Он утверждает, что вся литературная жизнь построена по этому принципу: один притворяется, будто все понимает, другой относится к его писанине всерьез и печатает ее. А для того чтобы к тебе отнеслись серьезно, приходится какое-то время громить то, в чем ты на самом деле не разбираешься. Вот и он не понимал, что делает, но к нему отнеслись серьезно, и теперь его печатают.
Иногда его, как прежде, одолевают сомнения, сам ли он пишет свои статьи, или это делает за него кто-то другой, живущий рядом и хорошо ему знакомый; каждую неделю тот другой напускает на себя умный вид и что-то строчит на машинке. И хотя они с тем другим неразлучны, нашему студенту порой бывает очень одиноко.
Его часто приглашают на сборища критиков и писателей, где все говорят, говорят без конца... Но он в них не участвует — боится, подобно герою своего романа, войти в бесконечно повторяющийся цикл ужаса перед словами. К счастью, этого пока не происходит, иначе он не смог бы писать рецензии для своего еженедельника.
Помимо рецензий он иногда берет интервью; так, сегодня он интервьюировал старого писателя, чьи темные книги давно не имеют успеха. Сейчас он перечитывает интервью и в отдельных словах старого писателя ему чудится какая-то смутная угроза.
Он думает: а что скажут об этих словах читатели, которым нужна ясность мысли и выражения? И что скажут другие критики, обладающие этой ясностью?
Хотя как определишь, где кончается ясность и начинается путаница? Ведь на слух все слова звучат вроде бы так ясно, но поди разберись, что они тщатся выразить?
Поскольку те, другие, кто говорят и пишут для нас, должны постоянно ощущать уверенность в себе, мы, дабы их не разуверять, притворяемся, будто нам понятны слова, которыми они безуспешно пытаются что-то выразить. Но порой кто-то из нас бросает свое притворство в костер стыда, и как же тогда беснуются, как негодуют те, другие, стараясь доказать свою правоту и спастись от пожара!

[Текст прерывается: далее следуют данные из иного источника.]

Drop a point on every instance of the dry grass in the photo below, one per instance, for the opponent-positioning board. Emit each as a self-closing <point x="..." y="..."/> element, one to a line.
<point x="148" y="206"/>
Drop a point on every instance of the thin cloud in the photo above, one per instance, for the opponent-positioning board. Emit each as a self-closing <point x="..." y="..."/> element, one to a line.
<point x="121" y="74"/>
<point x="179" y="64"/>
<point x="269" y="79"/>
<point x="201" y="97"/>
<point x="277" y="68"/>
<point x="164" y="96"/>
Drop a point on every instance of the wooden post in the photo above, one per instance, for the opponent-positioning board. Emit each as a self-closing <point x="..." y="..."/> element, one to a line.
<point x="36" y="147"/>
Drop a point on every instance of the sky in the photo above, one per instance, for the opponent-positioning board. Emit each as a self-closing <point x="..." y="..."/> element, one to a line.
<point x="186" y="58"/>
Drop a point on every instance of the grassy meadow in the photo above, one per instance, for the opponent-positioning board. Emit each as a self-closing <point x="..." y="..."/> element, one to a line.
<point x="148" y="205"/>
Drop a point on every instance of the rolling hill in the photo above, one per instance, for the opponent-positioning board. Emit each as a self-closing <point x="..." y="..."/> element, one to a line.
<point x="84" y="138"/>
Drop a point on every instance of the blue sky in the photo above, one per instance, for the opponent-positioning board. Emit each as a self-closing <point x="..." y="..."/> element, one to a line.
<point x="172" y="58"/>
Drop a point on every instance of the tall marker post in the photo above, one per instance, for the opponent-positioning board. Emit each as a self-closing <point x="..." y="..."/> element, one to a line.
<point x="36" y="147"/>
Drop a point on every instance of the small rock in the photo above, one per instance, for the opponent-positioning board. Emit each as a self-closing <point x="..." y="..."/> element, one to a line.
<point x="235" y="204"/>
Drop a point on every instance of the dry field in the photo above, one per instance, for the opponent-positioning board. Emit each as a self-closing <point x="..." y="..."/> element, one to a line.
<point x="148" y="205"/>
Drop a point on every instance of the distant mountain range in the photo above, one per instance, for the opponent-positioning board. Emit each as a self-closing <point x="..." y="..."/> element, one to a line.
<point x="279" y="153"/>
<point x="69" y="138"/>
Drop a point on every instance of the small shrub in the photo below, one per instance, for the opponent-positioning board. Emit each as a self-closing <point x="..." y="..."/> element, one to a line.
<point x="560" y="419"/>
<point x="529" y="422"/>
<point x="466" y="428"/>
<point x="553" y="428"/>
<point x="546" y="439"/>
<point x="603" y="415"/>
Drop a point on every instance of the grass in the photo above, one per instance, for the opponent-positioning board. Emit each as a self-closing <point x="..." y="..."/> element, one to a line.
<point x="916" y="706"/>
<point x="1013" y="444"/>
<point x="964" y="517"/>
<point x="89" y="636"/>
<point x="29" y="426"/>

Ах, если б можно было уничтожить, стереть с лица бумаги грозные слова старого писателя, какое бы это было благо! Однако слова эти выползли на свет, как дождевые черви, и никуда от них не деться.
Сгорая со стыда и чувствуя себя пропащим человеком, бывший студент все же пишет их на этой последней странице:
«Все, что написано, обращается в прах уже в момент написания; наверное, так и надо, чтобы слова были обращены в прах и развеяны по ветру вместе со всем остальным прахом мира. Занимаясь писанием, мы платим долг времени, потребляя его, и все, что дано нам временем, оно же и отбирает, поэтому в итоге всегда остается ноль, не имеющий субстанции.